After his studies at Bautzen teacher training college and three years as a teacher, he moved to Dresden to study composition at the conservatoire with Professor Felix Draesecke, a pupil of Franz Lizst. His main interest was folk song, particularly the songs of his own people, the Sorbs. He was similarly aroused by the musical aesthetics of B. Smetana and A. Dvo®ák, as well as of R. Schumann and J. Brahms. His artistic reputation as composer, music teacher and choral conductor spread far beyond Dresden and the Lausitz and was acknowledged when he was awarded the title of Royal Saxon Director of Music.
In the years following World War I. Krawc exercised a decisive influence on Sorbian cultural life. As conductor, president and later honorary president of the Sorbian choral society, founded by him in 1922, Krawc effectively moulded the artistic maturity of the amateur choirs.
In 1925, Krawc’s 33 folk song arrangements, selected from around 1000 Sorbian folk melodies, were published for the first time. Krawc himself valued these songs as “diamonds from the soul of the people”. Almost all the songs in this collection had been published earlier in two booklets. “Zerja” (1921) and “Wulka lubosć” (1923), for 4- and 5-part mixed and male voice choirs. These arrangements earned praise and considerable respect in concerts both at home and abroad. Experts including such eminent figures as L. Janáček agreed that in his arrangement of simple folk song Krawc successfully achieved a masterly diversity and sensitive discrimination in the developement of the individual motifs.
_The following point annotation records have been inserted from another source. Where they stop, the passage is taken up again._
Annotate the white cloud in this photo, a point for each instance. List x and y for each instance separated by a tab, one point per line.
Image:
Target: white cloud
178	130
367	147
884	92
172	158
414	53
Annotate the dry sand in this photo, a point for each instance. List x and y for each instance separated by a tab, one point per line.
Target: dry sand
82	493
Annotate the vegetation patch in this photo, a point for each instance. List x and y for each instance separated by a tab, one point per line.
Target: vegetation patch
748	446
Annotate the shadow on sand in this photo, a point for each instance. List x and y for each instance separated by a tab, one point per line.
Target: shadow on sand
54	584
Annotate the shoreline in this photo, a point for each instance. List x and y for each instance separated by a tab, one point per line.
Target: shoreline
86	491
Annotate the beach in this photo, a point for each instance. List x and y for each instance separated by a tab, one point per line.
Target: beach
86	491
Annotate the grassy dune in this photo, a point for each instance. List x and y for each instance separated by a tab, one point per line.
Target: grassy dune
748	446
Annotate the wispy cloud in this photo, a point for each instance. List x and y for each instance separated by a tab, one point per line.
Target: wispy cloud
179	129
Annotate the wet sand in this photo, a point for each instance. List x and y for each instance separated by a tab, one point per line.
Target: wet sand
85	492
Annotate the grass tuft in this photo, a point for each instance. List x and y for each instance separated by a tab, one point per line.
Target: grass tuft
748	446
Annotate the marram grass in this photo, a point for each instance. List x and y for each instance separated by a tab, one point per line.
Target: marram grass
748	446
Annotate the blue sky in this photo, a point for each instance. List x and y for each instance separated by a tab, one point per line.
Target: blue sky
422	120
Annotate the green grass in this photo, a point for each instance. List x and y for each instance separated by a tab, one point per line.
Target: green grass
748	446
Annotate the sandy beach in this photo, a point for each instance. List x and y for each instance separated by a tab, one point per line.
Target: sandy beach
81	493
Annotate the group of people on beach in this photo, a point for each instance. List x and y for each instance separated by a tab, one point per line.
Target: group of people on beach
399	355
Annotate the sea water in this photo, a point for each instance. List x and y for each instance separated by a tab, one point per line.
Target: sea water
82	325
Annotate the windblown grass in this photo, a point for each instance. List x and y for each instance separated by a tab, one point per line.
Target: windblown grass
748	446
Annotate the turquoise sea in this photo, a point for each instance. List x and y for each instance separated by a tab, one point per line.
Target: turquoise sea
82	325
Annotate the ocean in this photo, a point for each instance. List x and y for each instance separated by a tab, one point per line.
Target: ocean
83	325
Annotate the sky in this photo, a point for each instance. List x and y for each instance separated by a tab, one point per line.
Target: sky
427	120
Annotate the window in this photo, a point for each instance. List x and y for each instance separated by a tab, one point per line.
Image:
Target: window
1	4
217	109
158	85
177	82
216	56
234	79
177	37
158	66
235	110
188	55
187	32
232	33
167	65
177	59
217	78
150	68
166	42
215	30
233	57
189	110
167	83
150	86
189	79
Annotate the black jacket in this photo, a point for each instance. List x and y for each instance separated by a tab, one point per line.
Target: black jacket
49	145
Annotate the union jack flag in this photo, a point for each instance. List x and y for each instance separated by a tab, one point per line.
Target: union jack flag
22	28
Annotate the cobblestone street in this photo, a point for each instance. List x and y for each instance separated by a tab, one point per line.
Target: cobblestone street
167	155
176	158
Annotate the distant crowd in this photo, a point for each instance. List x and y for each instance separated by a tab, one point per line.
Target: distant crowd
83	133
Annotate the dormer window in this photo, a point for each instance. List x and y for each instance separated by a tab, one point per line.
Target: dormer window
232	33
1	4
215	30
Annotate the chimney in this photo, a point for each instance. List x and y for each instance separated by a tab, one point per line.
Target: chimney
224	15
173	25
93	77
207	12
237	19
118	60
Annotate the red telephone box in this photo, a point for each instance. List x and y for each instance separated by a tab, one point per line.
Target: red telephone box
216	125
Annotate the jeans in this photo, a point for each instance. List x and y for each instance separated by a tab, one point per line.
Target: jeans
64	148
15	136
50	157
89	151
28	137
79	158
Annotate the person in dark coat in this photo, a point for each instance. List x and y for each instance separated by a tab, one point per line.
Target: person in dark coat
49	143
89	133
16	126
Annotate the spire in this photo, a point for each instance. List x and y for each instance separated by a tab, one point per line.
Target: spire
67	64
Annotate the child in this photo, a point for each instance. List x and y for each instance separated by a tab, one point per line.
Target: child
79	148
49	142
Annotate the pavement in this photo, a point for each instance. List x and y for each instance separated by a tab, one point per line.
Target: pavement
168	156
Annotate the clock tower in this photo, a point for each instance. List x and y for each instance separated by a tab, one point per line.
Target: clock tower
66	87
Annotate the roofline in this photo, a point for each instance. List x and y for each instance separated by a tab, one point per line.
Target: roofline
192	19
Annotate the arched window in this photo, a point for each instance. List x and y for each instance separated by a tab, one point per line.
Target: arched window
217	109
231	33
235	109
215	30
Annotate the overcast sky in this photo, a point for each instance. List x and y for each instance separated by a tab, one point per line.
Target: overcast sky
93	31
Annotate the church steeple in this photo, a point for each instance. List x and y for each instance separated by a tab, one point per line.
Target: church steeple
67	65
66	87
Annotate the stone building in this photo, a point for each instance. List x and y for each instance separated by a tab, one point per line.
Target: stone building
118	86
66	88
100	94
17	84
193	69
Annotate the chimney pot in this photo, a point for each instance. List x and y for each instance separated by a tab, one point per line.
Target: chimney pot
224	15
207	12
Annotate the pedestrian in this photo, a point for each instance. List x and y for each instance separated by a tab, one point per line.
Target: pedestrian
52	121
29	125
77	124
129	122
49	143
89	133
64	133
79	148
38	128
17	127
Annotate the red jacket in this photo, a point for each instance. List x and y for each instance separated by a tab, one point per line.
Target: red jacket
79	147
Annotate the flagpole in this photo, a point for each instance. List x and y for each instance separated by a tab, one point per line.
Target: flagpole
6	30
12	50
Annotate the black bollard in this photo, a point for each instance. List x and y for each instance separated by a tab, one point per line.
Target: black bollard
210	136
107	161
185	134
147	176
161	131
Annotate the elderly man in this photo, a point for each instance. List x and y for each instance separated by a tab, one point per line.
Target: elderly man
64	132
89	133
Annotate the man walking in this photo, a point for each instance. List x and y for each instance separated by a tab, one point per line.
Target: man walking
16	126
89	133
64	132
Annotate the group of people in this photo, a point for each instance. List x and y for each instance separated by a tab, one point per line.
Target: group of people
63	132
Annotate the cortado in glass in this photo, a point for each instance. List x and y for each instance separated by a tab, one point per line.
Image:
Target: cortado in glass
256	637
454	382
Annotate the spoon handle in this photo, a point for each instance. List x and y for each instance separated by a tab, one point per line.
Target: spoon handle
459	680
Marking the 51st anniversary of the composer’s death, the “33 Sorbian folk songs for solo voice with piano accompaniment” have been published at long last in a new edition by the Sorbian music publisher SERVI, with assistance from the Sorbian People’s Foundation. Alongside the (original) Sorbian song texts, the collection includes new German language texts by various authors, to enable the Sorbian folk songs to reach a wider public. This song collection appears at the same time on CD, complete for the first time in a new recording.